Speaker
Description
The rapid growth in global data production, particularly from remote sensing and Earth observation, has created significant opportunities to address pressing global challenges such as climate change, biodiversity loss, and sustainable resource management. Open data from satellites, drones, and environmental sensors, although increasingly available, often require complex integration due to diverse formats, large data volumes, and heterogeneous sources. Effectively exploiting these datasets needs automated processes that rely heavily on detailed metadata. This proposed presentation will detail the advances and developments of the GOYAS project and its platform, which emphasizes adopting metadata standards and automated processing pipelines to ensure a FAIR (Findable, Accessible, Interoperable, and Reusable) data lifecycle, generating novel remote-sensing-based products.
Introduction
Earth Observation and environmental sciences are experiencing significant growth in available data, not only in terms of volume but also in terms of quality at various resolutions (spatial, spectral/radiometric, temporal) and through new instruments and sensors. Moreover, recent developments in techniques, methods, and Artificial Intelligence (AI) algorithms facilitate the estimation and production of new physical, chemical, or biological georreferenced variables. Addressing global issues such as climate change and ecosystem management requires integrating diverse datasets. For instance, AI-based algorithms for estimating chlorophyll concentration in freshwater reservoirs depend on in-situ data to train and validate new models. Remote-sensing data pose challenges due to their format variability, large volumes, and complexity. Global initiatives such as Copernicus and Digital Earth Australia standardize data products derived from Earth observation missions, facilitating user access. However, incorporating new algorithms or variables into these platforms can be complex, particularly for variables that cannot be produced globally. Nevertheless, innovative and experimental AI-derived data products are beneficial for various stakeholders. Ensuring FAIR compliance of these datasets is crucial as it enables their reuse, validation, and reproducibility. Achieving this requires robust data lifecycle management supported by comprehensive metadata standards.

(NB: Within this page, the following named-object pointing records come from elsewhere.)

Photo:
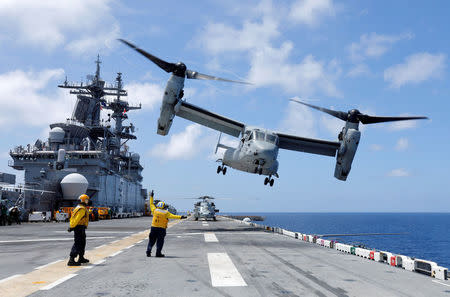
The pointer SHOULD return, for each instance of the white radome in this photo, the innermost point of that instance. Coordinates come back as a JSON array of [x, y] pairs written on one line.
[[73, 185], [56, 135]]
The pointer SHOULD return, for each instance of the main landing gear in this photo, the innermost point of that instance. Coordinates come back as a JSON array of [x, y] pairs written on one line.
[[221, 168], [269, 180]]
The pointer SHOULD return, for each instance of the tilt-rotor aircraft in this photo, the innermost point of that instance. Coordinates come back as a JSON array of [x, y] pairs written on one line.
[[257, 151]]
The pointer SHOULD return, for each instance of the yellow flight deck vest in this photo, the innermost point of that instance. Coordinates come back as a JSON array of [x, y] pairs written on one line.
[[160, 219], [161, 216], [79, 216]]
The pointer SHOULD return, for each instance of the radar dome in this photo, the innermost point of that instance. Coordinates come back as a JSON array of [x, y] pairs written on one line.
[[56, 135], [73, 185]]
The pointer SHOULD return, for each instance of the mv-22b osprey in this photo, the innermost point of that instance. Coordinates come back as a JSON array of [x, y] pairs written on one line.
[[257, 151]]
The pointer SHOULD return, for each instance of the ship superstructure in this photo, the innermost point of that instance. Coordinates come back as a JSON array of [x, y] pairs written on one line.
[[86, 150]]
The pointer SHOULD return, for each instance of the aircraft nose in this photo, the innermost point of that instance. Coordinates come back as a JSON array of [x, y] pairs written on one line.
[[265, 151]]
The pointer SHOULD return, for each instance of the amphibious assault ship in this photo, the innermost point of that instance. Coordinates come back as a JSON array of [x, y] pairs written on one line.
[[85, 154]]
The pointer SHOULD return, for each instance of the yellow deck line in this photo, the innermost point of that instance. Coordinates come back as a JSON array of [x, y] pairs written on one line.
[[35, 280]]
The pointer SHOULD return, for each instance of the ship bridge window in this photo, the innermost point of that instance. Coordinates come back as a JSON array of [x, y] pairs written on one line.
[[259, 135], [272, 138]]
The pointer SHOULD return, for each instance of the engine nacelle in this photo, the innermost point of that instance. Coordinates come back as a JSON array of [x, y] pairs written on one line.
[[346, 153], [172, 95]]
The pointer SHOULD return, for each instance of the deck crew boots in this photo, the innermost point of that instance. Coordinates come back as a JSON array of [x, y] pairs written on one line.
[[72, 262]]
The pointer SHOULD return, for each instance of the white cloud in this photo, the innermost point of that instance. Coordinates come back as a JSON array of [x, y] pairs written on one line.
[[185, 145], [403, 125], [81, 25], [270, 64], [374, 45], [219, 38], [298, 120], [400, 172], [376, 147], [25, 100], [332, 124], [417, 68], [358, 70], [310, 12], [149, 94], [402, 144]]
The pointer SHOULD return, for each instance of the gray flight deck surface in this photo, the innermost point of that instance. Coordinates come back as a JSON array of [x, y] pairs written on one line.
[[253, 262]]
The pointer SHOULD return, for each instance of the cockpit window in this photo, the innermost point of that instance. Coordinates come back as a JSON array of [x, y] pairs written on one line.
[[259, 135], [271, 138]]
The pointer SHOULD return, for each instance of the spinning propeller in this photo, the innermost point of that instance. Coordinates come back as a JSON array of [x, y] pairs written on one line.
[[355, 116], [178, 69]]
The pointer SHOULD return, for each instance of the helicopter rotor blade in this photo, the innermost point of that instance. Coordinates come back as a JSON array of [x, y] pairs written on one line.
[[197, 75], [366, 119], [166, 66], [338, 114]]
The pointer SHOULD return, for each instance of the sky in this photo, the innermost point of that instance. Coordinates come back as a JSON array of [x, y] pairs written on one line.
[[386, 58]]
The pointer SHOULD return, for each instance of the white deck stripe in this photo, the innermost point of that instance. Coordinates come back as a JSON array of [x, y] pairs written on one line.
[[210, 237], [95, 264], [435, 281], [51, 239], [92, 231], [223, 272], [100, 262], [40, 267], [58, 282], [116, 253], [11, 277]]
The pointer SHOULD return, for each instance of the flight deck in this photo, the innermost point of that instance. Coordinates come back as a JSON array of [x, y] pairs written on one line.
[[214, 258]]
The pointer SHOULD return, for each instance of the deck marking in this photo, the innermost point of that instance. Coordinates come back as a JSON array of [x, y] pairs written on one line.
[[210, 237], [52, 239], [60, 281], [96, 231], [42, 266], [435, 281], [223, 272], [9, 278], [116, 253]]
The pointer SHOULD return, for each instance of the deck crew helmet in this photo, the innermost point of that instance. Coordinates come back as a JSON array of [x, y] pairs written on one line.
[[83, 198]]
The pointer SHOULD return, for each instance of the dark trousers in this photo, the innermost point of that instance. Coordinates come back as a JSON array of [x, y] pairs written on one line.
[[79, 242], [156, 235]]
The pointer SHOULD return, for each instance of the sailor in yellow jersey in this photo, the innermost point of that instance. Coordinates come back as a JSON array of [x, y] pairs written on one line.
[[161, 217], [78, 223]]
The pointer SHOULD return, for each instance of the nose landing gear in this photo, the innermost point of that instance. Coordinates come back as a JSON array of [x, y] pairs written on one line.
[[222, 169], [269, 180]]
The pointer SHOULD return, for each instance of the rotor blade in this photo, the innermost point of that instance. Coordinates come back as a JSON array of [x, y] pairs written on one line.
[[366, 119], [166, 66], [196, 75], [338, 114]]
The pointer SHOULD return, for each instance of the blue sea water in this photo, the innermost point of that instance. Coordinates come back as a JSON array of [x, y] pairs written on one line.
[[424, 235]]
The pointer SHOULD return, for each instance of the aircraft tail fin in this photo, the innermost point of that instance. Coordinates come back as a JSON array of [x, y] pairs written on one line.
[[220, 145]]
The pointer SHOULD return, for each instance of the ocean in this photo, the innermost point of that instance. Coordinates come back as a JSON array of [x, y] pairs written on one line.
[[423, 235]]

FAIR Data Life Cycle in GOYAS project
The OSCARS project aims to enable Open Science services adhering to FAIR principles, interconnected with Research Infrastructures and the European Open Science Cloud (EOSC). Under the OSCARS umbrella, the GOYAS project is developing an Open Science service linked to ENVRI (European Environmental Research Infrastructures). The GOYAS platform employs the ISO19139 metadata standard, comprehensively addressing descriptive, administrative, and structural requirements for remote sensing data.
• Descriptive metadata ensures datasets are discoverable by incorporating unique persistent identifiers and clear descriptions, facilitating dataset search and identification.
• Administrative metadata provides essential context regarding data creation, quality assurance, licensing, accessibility, and usage conditions.
• Structural metadata, including format details, encoding, and logical attributes, enable interoperability and automated integration essential for complex analytical processes driven by AI or other automated mechanisms.
GOYAS systematically documents these metadata categories, ensuring data are ready for integration, interpretation, and validation, both manually and through automated pipelines. Metadata also includes quality details such as accuracy and expected errors, enhancing transparency and helping users in evaluating data suitability.
FAIR-by-design Pipeline
The GOYAS infrastructure incorporates data products from four Spanish research institutes belonging to CSIC (Spanish National Research Council): Doñana Biological Station, Institute of Marine Sciences of Andalusia, Institute of Marine Science, and the Physics Institute of Cantabria. Product types are diverse, including flood data from Doñana National Park, satellite-derived bathymetries, oceanic data (temperature, salinity), and freshwater quality indicators, among others. The lifecycle of these products involves multiple complex steps—data collection, corrections, preprocessing, curation, processing, and ingestion. The FAIR-by-design approach adopted by GOYAS documents all components necessary for reproducibility. This pipeline systematically records each dataset action, from initial collection through final outputs, ensuring transparency and reproducibility. It references preprocessing algorithms using persistent identifiers and explicitly describes performed actions. Additionally, the pipeline integrates FAIR assessment tools (such as FAIR EVA) to conduct tests based on Research Data Alliance FAIR indicators (RDA FAIR Maturity Group). Consequently, new data products are published automatically only after all preceding steps have achieved FAIR compliance.
The primary users of the GOYAS platform include researchers developing innovative, experimental, or very localized remote sensing data products not suited for integration into large-scale portals like Copernicus. Additionally, the produced data are valuable to environmental scientists, policymakers, and public administrations for informed decision-making on environmental issues. This structured, FAIR-compliant pipeline significantly supports interdisciplinary research, environmental monitoring, resource management, and decision-making.
The proposed presentation will provide an overview of the GOYAS project, showcasing the FAIR-by-design workflow, including metadata management, automated data integration, processing, and FAIR validation. It will also include technical details of the underlying technologies and illustrate practical applications of the platform using available data products. This transparent and automation-supported approach is crucial for effectively adopting FAIR principles, and the GOYAS platform could serve as a model for similar initiatives.